On isolated cardiac mitochondria, respiration was only slightly reduced in Taz-KD versus WT, but mitochondrial Ca2+ uptake was absent due to a selective downregulation of mitochondrial Ca2+ uniporter (MCU) protein, but not mRNA. On isolated cardiac myocytes, this prevented mitochondrial Ca2+ uptake during β-adrenergic stimulation, which is required to activate the Krebs cycle dehydrogenases. Consequently, the redox states of NAD(P)H and FAD were strongly oxidized during this workload transition. At the end of this stimulation protocol, the rate of spontaneous sarcomere shortenings (as an index for cellular arrhythmias) was increased in Taz-KD versus WT myocytes.

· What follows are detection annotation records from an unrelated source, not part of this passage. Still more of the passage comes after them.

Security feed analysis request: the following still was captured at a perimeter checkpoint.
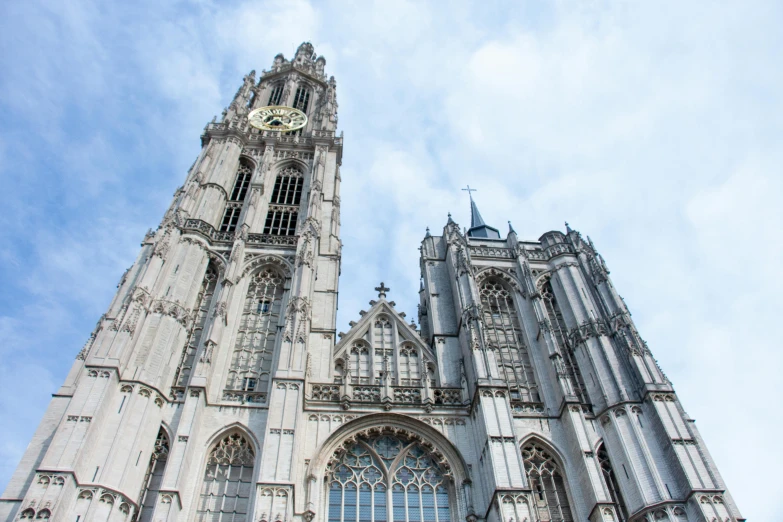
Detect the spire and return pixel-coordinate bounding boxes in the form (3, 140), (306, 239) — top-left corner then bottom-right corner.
(462, 185), (500, 239)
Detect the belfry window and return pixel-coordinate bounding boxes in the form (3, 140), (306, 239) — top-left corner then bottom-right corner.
(348, 342), (372, 384)
(174, 264), (218, 386)
(270, 167), (304, 205)
(264, 166), (304, 236)
(327, 434), (452, 522)
(220, 158), (253, 232)
(596, 444), (628, 522)
(195, 433), (255, 522)
(541, 280), (590, 404)
(226, 268), (283, 402)
(267, 82), (283, 105)
(522, 442), (574, 522)
(138, 428), (169, 522)
(294, 87), (310, 114)
(479, 280), (540, 402)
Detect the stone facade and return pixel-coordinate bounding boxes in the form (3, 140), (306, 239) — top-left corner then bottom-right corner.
(0, 43), (742, 522)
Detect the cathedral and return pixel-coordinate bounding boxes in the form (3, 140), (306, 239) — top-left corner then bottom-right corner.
(0, 43), (744, 522)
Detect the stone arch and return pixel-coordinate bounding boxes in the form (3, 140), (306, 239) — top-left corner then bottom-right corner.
(242, 254), (293, 279)
(476, 267), (525, 295)
(271, 158), (310, 177)
(519, 433), (568, 470)
(206, 422), (261, 452)
(239, 150), (258, 174)
(518, 434), (576, 519)
(308, 413), (469, 485)
(196, 422), (261, 521)
(306, 413), (472, 520)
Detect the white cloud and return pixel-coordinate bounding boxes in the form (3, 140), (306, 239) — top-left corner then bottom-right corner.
(0, 0), (783, 520)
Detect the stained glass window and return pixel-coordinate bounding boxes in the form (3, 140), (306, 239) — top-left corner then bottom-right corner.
(480, 280), (540, 402)
(326, 434), (451, 522)
(195, 433), (255, 522)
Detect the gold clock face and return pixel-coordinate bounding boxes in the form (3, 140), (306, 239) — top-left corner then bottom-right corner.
(247, 105), (307, 131)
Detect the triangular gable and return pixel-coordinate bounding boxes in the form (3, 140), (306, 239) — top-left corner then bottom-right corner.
(334, 298), (435, 363)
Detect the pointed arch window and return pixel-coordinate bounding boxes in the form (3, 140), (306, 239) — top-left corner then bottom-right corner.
(174, 263), (218, 388)
(596, 444), (628, 522)
(196, 433), (255, 522)
(522, 441), (574, 522)
(224, 268), (284, 402)
(294, 86), (310, 114)
(326, 434), (452, 522)
(267, 82), (283, 105)
(541, 279), (590, 404)
(400, 343), (421, 386)
(264, 166), (304, 236)
(220, 158), (253, 232)
(372, 316), (396, 383)
(349, 342), (372, 384)
(137, 428), (170, 522)
(479, 279), (540, 402)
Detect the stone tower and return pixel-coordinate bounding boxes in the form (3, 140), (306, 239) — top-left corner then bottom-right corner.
(0, 43), (742, 522)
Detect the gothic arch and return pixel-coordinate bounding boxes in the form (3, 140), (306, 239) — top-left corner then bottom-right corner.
(518, 433), (575, 522)
(519, 433), (572, 470)
(308, 413), (468, 489)
(271, 158), (310, 175)
(193, 422), (261, 521)
(239, 150), (258, 174)
(242, 254), (293, 279)
(306, 413), (471, 520)
(201, 181), (228, 201)
(476, 268), (525, 296)
(206, 422), (261, 458)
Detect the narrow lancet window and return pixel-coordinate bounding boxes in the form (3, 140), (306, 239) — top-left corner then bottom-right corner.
(226, 268), (283, 402)
(294, 87), (310, 114)
(264, 166), (304, 236)
(195, 433), (255, 522)
(480, 280), (540, 402)
(522, 442), (574, 522)
(267, 82), (283, 105)
(220, 158), (253, 232)
(596, 444), (628, 522)
(174, 264), (217, 387)
(327, 434), (452, 522)
(541, 281), (590, 404)
(138, 428), (169, 522)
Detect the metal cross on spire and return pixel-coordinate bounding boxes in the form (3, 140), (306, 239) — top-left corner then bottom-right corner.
(375, 281), (391, 298)
(462, 185), (478, 199)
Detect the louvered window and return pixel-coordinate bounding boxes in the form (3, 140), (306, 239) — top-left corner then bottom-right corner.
(327, 434), (452, 522)
(226, 268), (283, 403)
(220, 158), (253, 232)
(480, 280), (540, 402)
(195, 433), (255, 522)
(264, 166), (304, 236)
(267, 82), (283, 105)
(541, 281), (590, 404)
(522, 442), (574, 522)
(294, 87), (310, 114)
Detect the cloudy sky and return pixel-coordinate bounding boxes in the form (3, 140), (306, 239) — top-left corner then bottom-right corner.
(0, 0), (783, 520)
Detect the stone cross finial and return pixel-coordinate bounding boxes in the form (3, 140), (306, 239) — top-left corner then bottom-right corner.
(462, 185), (478, 199)
(375, 281), (391, 298)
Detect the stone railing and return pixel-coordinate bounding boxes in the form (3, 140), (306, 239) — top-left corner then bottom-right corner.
(182, 219), (299, 247)
(432, 388), (462, 406)
(223, 390), (266, 404)
(470, 246), (514, 259)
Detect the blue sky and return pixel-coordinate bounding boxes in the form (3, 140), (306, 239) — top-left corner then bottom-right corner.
(0, 0), (783, 520)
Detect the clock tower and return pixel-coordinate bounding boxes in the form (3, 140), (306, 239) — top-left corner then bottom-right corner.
(0, 43), (743, 522)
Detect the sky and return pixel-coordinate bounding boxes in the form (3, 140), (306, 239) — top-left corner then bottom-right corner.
(0, 0), (783, 520)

When pretreating cardiac myocytes with CGP-37157, an inhibitor of the mitochondrial Na/Ca exchanger (NCLX), the redox state of NAD(P)H and FAD became more reduced and cellular arrhythmias were effectively prevented.

In conclusion, in Barth syndrome, the defective cardiolipin biosynthesis leads to a loss of MCU protein, which in turn abolishes mitochondrial Ca2+ uptake during physiological increases in workload, such as during exercise. Furthermore, a (presumably secondary) increase in myofilament Ca2+ sensitivity increases the energetic demand of excitation-contraction coupling and impairs diastolic (more than systolic) function. Together, this results in a mismatch of ADP-induced oxidation and Ca2+-induced regeneration of Krebs cycle-related NADH and NADPH production, where the former may contribute to the energetic deficit and the latter to oxidative stress, which in turn may trigger arrhythmias. Strategies to improve mitochondrial Ca2+ uptake, for instance by inhibiting NCLX, may therefore be beneficial in patients with Barth syndrome. For some conventional Ca2+ antagonists, such as diltiazem, NCLX-inhibiting properties have been described and therefore, this could be explored for potential drug repurposes efforts for Barth syndrome.